Monday, March 21, 2011


I've been working on a new writing project. Since it's in a different genre than I've attempted before, I'm learning as I go and having a great time. It's a fantasy novel, one that I'm hoping will appeal to readers of all ages.

Part of my writing process includes having people read through my manuscripts. This is something I do before even thinking about sending it to a publishing company. I've found this is a great way to find problems in the storyline, typos, etc. And, since everyone is different, I usually end up with all kinds of opinions and suggestions. One suggestion raised an eyebrow.

Do you like having to look up words on occasion? I grew up in a household that thrived on this kind of thing. Whenever I came across a word I didn't know, my parents pointed to the dictionary. They could've made it easy and simply told me what the word meant, but they figured it would do me some good to do a bit of research to discover the definition.

Ironically, I received a large dictionary from my parents when I graduated from high school. I've probably used that gift more than any other I've ever received. I'm always looking up words, their meaning and spelling. I love words, and playing with words. You can understand my dismay when I was informed by one of my reading team that I needed to "dumb" down my manuscript. In this person's opinion, I had used words that were too complicated for most people. I was stunned.

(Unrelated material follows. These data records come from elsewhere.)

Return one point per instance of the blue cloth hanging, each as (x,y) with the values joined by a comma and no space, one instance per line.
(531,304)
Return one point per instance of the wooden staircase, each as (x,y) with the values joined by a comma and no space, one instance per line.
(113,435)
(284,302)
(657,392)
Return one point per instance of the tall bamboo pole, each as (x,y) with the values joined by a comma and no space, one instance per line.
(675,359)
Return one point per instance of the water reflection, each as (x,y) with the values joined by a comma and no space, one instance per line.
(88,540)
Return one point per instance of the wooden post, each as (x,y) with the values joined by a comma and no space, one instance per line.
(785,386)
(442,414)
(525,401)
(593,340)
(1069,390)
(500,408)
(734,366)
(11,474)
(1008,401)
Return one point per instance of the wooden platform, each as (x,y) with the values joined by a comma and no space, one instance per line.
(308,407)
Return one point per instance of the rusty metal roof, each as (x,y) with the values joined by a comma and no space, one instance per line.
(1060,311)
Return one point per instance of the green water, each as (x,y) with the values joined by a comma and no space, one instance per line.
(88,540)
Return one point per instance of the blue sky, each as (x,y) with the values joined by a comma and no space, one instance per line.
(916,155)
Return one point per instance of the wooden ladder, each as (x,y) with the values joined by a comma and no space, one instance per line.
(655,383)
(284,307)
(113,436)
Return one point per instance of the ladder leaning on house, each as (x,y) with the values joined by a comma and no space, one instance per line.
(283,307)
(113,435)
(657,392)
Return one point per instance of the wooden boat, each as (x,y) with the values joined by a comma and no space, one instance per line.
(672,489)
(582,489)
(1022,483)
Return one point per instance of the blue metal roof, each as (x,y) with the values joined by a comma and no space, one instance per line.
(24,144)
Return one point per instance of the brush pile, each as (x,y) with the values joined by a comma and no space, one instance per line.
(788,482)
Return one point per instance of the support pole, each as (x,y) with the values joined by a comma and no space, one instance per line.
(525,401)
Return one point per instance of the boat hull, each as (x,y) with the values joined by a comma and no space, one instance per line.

There were two words in question: tortuous, and cortege. I could understand cortege---it is a word that doesn't come up in normal conversation. It was simply another way of saying "parade" or "procession." I liked how the word sounded, and how it fit the sentence. Plus it prevented me from saying the word "parade" repeatedly in the same paragraph. The complaint about "tortuous" left me flabbergasted. (Flabbergasted meaning: nonplussed, disconcerted, perplexed.)

Tortuous was used to describe the horrendous (ie: terrible) practical jokes that were played on one of the main characters. As one of my sons pointed out the other day, the word: "torture" is a huge part of tortuous. One would think readers could figure out what was meant by this.

My question of the day: do we avoid colorful words--words that might inspire readers to search for their meaning? What do the rest of you think?


Jennie said...

Go with the vocabulary your characters would use. And I don't see anything difficult about either of those words since "funeral cortege" is commonly used and as your son said, anyone can figure out tortuous. I sometimes have to change a word because I use a formal term when a less formal one would fit better. As a reporter I was taught to never use a dollar word when a two bit one would do, but sometimes I forget.

Cheri J. Crane said...

Thanks for the advice, Jennie. I'm currently revising bits and pieces of this manuscript, and while I'm at it, I'm keeping my eyes peeled for uncommon words. I may leave a couple of them in there for fun, but I agree, the simpler, the better.